The internal reorganization of the Office of the Provost is also of concern and is underway. There are now three instead of five deputy and associate provosts. I still have a search outstanding for a new Chief Information Officer and I will add the title Associate Provost (Graduate Education) to the Dean of Graduate and Post-Doctoral Studies.
How is this organizational efficiency connected to the image of the university?
Today, universities must deal with external realities that were not around a decade ago - such as responding quickly to CFI and CRC initiatives, dealing with the complex relationship between the university and the health care system, and developing new sources of revenue to support our academic priorities. We also need to continue to attract qualified candidates from around the world, nurture them in the early stages of their career, hold on to them through their most productive years, and offer them opportunities to stay connected after retiring from the university.
Our mission is to be among the world's best publicly funded research-intensive student-centred universities. Three years ago we began benchmarking against the competition and monitoring internal performance against key indicators. How do we truly enrich the students we attract here? How do we make sure professors work in an environment that allows them to do their research and then pass that knowledge on to students? Beyond that, how can we ensure that in the long run we are positioned to take advantage of opportunities as they arise?

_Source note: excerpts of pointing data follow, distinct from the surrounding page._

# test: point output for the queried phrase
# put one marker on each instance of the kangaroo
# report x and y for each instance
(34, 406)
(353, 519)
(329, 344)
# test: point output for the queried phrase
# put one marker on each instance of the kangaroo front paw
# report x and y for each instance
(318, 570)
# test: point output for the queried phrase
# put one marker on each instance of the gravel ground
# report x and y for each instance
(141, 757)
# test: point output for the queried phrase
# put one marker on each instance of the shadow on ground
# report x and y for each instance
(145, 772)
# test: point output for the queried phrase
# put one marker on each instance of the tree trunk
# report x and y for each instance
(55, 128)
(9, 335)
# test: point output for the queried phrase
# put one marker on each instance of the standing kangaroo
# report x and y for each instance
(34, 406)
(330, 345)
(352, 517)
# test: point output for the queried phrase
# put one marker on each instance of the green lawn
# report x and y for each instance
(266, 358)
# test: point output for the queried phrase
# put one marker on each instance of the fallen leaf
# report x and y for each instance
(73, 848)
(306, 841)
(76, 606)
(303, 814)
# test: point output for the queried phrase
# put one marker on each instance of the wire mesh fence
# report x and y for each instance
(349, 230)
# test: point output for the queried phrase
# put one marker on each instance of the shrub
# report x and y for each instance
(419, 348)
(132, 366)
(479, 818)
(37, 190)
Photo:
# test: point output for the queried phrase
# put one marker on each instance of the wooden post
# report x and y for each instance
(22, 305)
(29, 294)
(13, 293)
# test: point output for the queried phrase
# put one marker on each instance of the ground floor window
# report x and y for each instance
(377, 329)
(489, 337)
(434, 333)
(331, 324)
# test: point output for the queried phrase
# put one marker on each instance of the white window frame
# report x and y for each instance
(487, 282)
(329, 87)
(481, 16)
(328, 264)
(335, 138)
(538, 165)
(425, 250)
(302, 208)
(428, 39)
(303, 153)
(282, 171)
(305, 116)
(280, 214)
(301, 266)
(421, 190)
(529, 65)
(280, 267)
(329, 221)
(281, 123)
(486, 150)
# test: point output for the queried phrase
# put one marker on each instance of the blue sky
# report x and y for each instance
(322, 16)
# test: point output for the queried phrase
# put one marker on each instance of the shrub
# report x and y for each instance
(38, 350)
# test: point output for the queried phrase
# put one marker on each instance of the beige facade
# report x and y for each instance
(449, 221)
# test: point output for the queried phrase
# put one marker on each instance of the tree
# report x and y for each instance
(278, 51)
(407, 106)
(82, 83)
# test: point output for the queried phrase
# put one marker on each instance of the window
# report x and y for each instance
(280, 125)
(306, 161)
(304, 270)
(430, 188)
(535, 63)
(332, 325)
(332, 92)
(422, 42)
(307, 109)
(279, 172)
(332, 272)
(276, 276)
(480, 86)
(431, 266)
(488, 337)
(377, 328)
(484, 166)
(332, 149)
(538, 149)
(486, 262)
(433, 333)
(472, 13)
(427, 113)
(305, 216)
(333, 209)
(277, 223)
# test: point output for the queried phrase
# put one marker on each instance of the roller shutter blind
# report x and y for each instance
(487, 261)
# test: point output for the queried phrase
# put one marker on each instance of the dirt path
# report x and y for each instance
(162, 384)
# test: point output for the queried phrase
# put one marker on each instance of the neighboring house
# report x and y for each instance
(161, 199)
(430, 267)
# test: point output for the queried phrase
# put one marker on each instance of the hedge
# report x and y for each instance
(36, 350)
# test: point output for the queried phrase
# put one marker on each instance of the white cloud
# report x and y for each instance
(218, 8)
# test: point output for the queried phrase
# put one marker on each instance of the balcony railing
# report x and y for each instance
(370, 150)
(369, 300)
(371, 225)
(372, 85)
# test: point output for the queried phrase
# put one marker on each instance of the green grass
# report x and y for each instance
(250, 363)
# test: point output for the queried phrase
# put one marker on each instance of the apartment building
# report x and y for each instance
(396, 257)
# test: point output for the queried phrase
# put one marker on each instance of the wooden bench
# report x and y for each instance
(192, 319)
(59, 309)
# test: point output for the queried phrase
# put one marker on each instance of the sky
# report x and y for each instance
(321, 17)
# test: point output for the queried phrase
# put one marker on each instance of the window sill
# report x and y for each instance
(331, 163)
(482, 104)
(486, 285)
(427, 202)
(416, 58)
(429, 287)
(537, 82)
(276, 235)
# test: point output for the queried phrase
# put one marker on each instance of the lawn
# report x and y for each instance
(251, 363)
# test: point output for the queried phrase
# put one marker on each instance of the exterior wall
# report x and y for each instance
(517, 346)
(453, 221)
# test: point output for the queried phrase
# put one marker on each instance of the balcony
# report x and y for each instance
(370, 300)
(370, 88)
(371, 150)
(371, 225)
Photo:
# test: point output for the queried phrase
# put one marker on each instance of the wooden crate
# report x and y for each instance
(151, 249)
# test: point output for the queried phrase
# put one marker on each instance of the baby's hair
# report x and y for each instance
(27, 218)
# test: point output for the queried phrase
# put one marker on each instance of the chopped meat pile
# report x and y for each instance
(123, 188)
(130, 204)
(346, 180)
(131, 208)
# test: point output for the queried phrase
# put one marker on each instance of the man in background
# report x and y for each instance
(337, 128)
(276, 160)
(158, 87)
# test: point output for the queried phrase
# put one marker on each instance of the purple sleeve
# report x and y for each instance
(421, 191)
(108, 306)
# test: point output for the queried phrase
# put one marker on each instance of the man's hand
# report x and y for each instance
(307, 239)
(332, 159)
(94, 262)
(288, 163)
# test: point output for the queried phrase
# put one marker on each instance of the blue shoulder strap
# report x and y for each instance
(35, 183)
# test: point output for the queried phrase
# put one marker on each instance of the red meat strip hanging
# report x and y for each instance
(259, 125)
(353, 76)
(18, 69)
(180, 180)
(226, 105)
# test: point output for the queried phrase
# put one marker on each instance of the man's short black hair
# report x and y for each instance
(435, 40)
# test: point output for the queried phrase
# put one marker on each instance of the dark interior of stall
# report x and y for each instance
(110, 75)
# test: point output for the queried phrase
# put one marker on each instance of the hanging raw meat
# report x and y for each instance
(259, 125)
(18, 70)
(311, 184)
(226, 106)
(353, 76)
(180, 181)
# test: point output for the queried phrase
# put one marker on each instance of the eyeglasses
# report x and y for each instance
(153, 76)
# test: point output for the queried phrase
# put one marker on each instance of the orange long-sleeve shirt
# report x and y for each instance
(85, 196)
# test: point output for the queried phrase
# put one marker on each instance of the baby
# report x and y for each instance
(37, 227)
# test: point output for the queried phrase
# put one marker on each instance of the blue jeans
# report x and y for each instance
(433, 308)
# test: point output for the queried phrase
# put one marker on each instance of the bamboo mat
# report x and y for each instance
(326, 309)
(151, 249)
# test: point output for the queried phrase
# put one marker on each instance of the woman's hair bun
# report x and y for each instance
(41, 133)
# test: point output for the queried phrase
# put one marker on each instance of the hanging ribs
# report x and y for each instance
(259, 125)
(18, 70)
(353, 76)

Will this approach translate into McGill bagging Nobel winners the way UBC did when it lured physicist Carl Wieman from Colorado?
No. I'm certainly happy that a Canadian university has been able to find the resources to do what UBC did but I would rather see McGill as an incubator for people doing the kind of research that deserves a Nobel Prize. And to build that kind of environment, we have to think creatively about how to maximize every dollar we invest in the university. Accountability is an important part of being an administrator in a publicly funded university. And we want to pass that sensibility down as many layers as possible, so that everyone who makes a decision is willing to be held accountable for it. The Provost is the chief academic officer of the university: everything academic has to come through this office at one point or another. But we don't want to be a bottleneck, we want to facilitate, which means rethinking the way we've organized ourselves up to now.
My father worked in factories and helped me to find my first job when I was 15, working in a sheet metal factory in the New York City area, where I worked on an assembly line that made everything from pool filters to hot water heaters to oil barrels. You had to make sure that the seams were well sealed and aligned, or it would leak - probably a good lesson in there for a Provost. I worked in factories every summer, up to the time I attended graduate school.